The Daily Cost of Inaction
The physical state of the A104 today reflects the administrative breakdown that birthed it. Traders at Kangemi have essentially reclaimed portions of the highway as an open market, turning a major international corridor into a congested, hazardous strip. The Gitaru interchange, once promised as a world-class solution, remains a work in progress. When it rains, the underpasses between Kinoo and Rironi frequently flood, creating hazards for motorists and further slowing traffic.
The “surface dressing” work that continues to close lanes in 2026 is a bitter irony. It serves as a reminder that even the sections deemed “finished” by officials are already crumbling, likely a direct consequence of the flawed designs and soil assessments highlighted back in 2017.
Comparative Operational Metrics
The following table contrasts the initial project expectations against the reality of the ongoing construction site:
| Operational Metric | 2017 Design Goal | Current 2026 Status |
| Completion Date | August 2020 | Target: 2026/2027 (Ongoing) |
| Contract Sum | ~Ksh. 16.4 Billion | ~Ksh. 20.4 Billion (Escalated) |
| Funding Status | World Bank Supported | 100% Exchequer Funded |
| Design Reliability | Audit-Verified | Constant Redesigns Required |
Why This Matters for the Future

The A104 project is often framed by officials as a difficult, complex engineering challenge. Yet, the evidence suggests that the difficulty was entirely avoidable. When a project is launched with mismatched bills of quantities, faulty survey benchmarks, and ignored geotechnical reports, failure is not a possibility—it is a mathematical certainty.
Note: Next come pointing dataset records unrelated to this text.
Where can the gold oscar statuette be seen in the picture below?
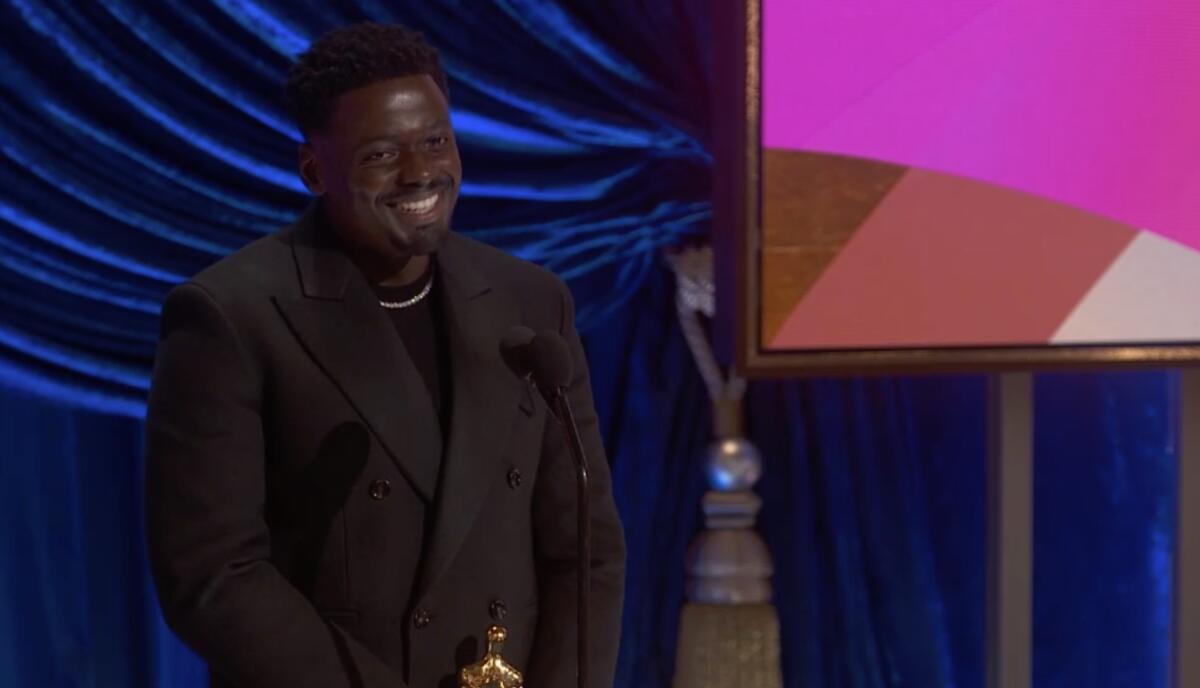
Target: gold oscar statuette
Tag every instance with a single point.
(491, 671)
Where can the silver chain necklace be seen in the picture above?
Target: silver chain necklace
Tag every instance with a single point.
(420, 297)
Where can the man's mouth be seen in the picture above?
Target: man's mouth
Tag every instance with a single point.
(415, 205)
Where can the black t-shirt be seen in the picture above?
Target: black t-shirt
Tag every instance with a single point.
(423, 333)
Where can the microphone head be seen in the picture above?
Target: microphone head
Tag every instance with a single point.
(550, 360)
(516, 350)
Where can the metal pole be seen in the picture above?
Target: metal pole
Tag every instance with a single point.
(1186, 644)
(1009, 530)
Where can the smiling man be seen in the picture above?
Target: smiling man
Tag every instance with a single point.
(345, 483)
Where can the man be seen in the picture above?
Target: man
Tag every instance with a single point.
(345, 484)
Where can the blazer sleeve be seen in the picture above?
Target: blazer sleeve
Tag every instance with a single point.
(552, 660)
(208, 540)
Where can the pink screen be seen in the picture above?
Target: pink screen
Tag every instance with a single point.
(1092, 105)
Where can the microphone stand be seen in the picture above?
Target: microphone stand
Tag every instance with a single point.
(583, 527)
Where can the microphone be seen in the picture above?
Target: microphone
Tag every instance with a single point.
(545, 359)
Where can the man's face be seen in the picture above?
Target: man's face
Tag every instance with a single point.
(388, 167)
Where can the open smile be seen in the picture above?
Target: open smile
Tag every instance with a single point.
(418, 207)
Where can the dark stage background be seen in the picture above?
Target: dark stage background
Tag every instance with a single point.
(141, 141)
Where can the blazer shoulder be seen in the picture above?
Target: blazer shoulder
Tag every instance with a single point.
(252, 273)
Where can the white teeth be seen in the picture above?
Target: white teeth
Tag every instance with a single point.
(420, 205)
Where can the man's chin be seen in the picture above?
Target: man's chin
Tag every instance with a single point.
(419, 240)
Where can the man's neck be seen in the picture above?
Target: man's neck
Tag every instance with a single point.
(391, 273)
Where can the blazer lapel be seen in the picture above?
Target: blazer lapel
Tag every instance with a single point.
(339, 321)
(486, 398)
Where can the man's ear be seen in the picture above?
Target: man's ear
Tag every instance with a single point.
(310, 172)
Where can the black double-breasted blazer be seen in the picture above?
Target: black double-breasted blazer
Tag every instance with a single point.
(310, 521)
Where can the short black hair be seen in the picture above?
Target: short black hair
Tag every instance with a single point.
(354, 57)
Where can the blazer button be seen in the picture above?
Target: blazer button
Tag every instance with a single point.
(379, 489)
(498, 609)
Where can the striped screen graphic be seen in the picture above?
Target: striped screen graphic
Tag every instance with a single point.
(979, 173)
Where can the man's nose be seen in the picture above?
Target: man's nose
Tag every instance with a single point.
(415, 169)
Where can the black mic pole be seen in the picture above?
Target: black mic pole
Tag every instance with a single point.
(583, 530)
(545, 359)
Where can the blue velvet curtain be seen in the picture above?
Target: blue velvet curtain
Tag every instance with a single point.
(141, 141)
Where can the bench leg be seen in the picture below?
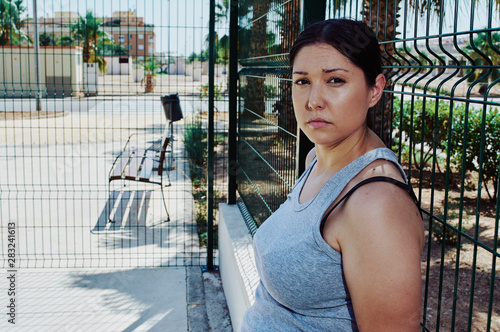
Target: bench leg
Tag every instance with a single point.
(164, 202)
(109, 203)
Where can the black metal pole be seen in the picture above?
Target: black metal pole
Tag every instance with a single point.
(312, 11)
(210, 152)
(232, 168)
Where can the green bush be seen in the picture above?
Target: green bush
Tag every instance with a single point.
(431, 126)
(483, 135)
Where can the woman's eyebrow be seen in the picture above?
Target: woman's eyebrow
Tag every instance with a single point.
(326, 71)
(334, 69)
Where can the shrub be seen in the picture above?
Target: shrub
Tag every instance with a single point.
(473, 131)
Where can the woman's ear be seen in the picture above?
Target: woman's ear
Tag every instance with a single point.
(377, 90)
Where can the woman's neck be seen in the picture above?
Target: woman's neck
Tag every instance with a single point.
(331, 159)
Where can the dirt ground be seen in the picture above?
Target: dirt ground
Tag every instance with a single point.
(451, 264)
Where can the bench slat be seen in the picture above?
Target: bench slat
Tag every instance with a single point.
(134, 165)
(120, 165)
(147, 166)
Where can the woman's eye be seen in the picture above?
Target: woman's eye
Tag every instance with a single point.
(301, 82)
(336, 80)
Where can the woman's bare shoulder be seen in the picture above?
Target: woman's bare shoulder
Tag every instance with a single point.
(310, 156)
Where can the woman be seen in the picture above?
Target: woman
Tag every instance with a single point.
(343, 252)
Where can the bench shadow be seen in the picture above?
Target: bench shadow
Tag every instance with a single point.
(142, 298)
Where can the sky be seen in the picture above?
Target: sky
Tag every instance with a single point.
(181, 26)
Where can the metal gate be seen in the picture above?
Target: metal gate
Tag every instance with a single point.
(68, 108)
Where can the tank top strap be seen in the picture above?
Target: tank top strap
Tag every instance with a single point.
(337, 182)
(405, 186)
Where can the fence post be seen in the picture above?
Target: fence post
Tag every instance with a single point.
(232, 165)
(210, 152)
(312, 11)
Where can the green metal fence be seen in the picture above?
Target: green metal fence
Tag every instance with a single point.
(440, 115)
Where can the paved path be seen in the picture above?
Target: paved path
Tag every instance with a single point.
(75, 272)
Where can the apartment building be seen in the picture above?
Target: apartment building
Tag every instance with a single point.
(130, 31)
(124, 26)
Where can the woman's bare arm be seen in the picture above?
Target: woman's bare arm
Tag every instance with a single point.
(381, 241)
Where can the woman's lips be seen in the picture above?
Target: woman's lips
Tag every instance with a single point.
(318, 123)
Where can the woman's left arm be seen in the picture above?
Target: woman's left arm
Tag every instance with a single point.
(381, 246)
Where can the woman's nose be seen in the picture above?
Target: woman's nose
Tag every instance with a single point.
(316, 99)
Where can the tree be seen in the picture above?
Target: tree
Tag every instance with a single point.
(383, 19)
(151, 66)
(10, 23)
(89, 34)
(290, 29)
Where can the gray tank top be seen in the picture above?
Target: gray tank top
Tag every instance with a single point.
(302, 285)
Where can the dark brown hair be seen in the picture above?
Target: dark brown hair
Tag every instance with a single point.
(354, 39)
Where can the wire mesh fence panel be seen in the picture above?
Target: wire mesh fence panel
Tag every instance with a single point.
(80, 144)
(439, 114)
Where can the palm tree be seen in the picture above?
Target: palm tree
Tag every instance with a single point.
(150, 66)
(10, 23)
(382, 17)
(290, 29)
(89, 34)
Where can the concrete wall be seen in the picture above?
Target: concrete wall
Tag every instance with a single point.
(117, 68)
(236, 263)
(61, 70)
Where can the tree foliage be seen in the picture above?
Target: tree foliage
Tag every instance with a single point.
(11, 32)
(88, 32)
(469, 134)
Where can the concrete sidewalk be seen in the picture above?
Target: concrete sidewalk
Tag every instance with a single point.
(138, 299)
(55, 192)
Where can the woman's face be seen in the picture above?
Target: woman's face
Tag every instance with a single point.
(330, 95)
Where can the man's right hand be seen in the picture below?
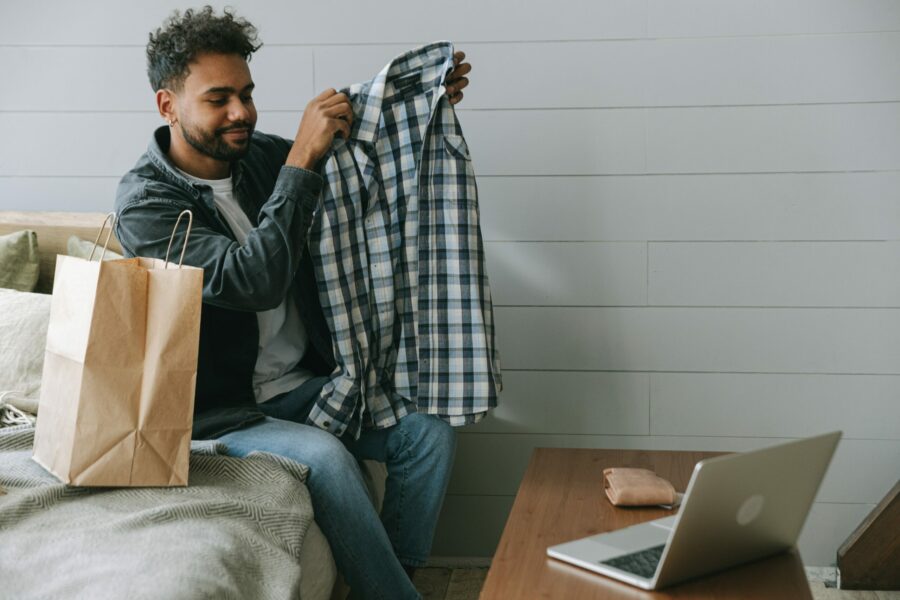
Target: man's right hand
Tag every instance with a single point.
(327, 114)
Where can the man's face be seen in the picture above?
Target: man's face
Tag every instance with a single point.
(216, 113)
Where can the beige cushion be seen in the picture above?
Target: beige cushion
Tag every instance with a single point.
(23, 337)
(19, 261)
(82, 249)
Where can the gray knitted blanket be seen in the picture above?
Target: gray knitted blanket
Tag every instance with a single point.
(234, 532)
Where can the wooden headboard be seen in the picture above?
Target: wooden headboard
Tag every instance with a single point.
(53, 231)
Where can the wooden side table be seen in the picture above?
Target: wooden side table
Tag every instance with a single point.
(561, 498)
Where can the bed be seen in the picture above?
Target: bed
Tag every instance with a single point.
(242, 528)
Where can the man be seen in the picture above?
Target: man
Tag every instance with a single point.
(264, 345)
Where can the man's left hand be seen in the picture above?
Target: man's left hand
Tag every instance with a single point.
(457, 79)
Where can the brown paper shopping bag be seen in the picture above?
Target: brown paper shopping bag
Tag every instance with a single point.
(117, 391)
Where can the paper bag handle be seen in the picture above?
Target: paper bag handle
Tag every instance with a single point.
(186, 236)
(111, 219)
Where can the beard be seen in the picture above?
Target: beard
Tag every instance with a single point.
(214, 145)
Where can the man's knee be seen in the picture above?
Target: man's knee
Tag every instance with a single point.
(431, 433)
(327, 457)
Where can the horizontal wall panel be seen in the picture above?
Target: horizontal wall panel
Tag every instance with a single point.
(285, 22)
(745, 71)
(570, 403)
(775, 274)
(95, 22)
(861, 341)
(543, 142)
(568, 274)
(69, 194)
(70, 79)
(493, 464)
(774, 405)
(696, 18)
(593, 74)
(772, 70)
(472, 526)
(55, 79)
(774, 139)
(833, 206)
(600, 74)
(818, 206)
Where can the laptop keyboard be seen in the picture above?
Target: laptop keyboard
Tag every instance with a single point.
(642, 563)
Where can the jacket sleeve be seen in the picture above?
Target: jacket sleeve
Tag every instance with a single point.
(254, 276)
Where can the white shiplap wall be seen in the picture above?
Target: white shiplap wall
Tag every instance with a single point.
(691, 209)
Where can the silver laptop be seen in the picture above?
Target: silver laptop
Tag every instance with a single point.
(737, 508)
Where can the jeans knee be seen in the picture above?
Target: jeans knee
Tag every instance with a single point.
(328, 459)
(433, 433)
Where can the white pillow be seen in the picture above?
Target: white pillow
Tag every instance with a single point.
(23, 337)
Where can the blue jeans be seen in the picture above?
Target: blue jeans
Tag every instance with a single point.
(369, 551)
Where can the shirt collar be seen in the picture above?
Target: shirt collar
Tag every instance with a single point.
(433, 60)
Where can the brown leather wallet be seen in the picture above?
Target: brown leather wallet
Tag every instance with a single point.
(637, 487)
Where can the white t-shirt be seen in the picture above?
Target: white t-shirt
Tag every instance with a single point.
(282, 336)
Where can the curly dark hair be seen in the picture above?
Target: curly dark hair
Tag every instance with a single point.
(182, 38)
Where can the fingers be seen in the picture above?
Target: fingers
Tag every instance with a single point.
(342, 128)
(459, 71)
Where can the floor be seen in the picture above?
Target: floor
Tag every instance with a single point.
(464, 584)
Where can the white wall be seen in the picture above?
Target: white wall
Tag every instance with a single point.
(691, 208)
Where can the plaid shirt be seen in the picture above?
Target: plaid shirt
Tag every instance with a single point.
(399, 258)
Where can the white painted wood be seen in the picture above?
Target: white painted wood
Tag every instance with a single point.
(74, 79)
(601, 74)
(772, 70)
(91, 22)
(558, 142)
(56, 79)
(71, 194)
(775, 274)
(691, 72)
(700, 18)
(819, 206)
(740, 405)
(574, 273)
(493, 464)
(570, 403)
(773, 139)
(861, 341)
(834, 206)
(518, 75)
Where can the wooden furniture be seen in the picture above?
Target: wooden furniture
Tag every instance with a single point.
(870, 558)
(561, 498)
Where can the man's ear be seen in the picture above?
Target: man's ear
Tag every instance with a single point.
(165, 103)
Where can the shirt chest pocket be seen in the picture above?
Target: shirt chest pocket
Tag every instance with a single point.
(454, 177)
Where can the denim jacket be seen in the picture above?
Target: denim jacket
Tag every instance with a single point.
(238, 280)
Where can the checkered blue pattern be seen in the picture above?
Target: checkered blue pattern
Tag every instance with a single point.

The persistent gridlock, the economic losses from wasted fuel, the accidents occurring at poorly designed sections, and the billions of shillings in extra costs are not merely “the price of development.” They are the price of failing to respect the technical warnings that were provided on paper years ago.
As the country now shifts its attention toward the massive Rironi–Mau Summit highway, the lessons from the James Gichuru-Rironi corridor must be front and center. That new project is ten times longer than the stretch that has already defied every timeline and budget prediction for nearly ten years. Without a fundamental change in how the state manages pre-construction auditing and design integrity, the A104 will not be an outlier—it will be a template.
Taxpayers deserve more than just a road; they deserve the competence to ensure that when a project is priced and slated for completion, it is built on a foundation of professional honesty rather than incomplete reports. For now, the A104 remains an unfinished scar on the landscape, a permanent construction site that continues to grow more expensive with every passing day.